Damschen can tell the source of dispersal by seed type. Wind-dispersed plants have a fuzzy feature like a dandelion, called a pappus; bird-dispersed plants have fleshy fruits; and unassisted plants have plain, dull, little round seeds, similar to poppy seeds.
For birds, the researchers had great predictive power. There were more bird-dispersed species in the connected than in either the unconnected rectangle or winged patches, which was the result of a detailed understanding of how birds move and forage.
For wind-dispersed plants, the researchers predicted that patch shape — an increase in habitat edges relative to cores — would increase the number of species in the community. They found this, but also found that corridors operated through connectivity effects.
All about being connected
“We did not predict this,” Damschen said. “In hindsight, this makes a lot of sense. Wind can be channeled between physical structures. For example, think of when wind speeds up as you walk between tall buildings in a city. Corridors may similarly funnel wind and carry seeds down them. We are now testing for this kind of effect. My [postdoctoral researcher], Dirk Baker, and our technician, Colin Kremer, are using a model of wind dispersal in patchy landscapes to predict where these seeds might go based on wind dynamics. We then determine if the model accurately predicts where seeds go by releasing artificial seeds that literally glow in the dark. We release them into the wind and then find them again at night with a black light. We can record where the seeds go by using a GPS, and match what is happening in reality to the model’s predictions.”
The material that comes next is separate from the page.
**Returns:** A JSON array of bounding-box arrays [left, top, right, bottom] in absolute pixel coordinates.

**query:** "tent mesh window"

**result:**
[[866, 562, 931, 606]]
For unassisted species, the researchers predicted that corridors would have no effect because they assumed that their seeds were dropped near the parent plant, traveling no more than a few meters a year. Therein was the surprise.
“We found a really strong response to corridors, contrary to what we expected,” Damschen said. “We think these plants must be being assisted in some way, and we think it’s possibly from mammals. Unassisted plants exceeded our expectations by a long shot.”
Other studies suggest that some mammals incidentally ingest seeds while foraging, so perhaps they are providing assistance.
In order to find out if this is a plausible explanation, Caleb Hickman, a graduate student in the WUSTL Ecology, Evolution and Population Biology Program, has collected fecal samples from a variety of mammals at the experimental sites, and is literally planting them in soil in the WUSTL greenhouse to see if plant species emerge as seedlings that would have previously been classified as “unassisted.”
“We think if we have a better understanding of unassisted dispersal and the impacts of wind, we’ll have better predictive power,” Orrock said.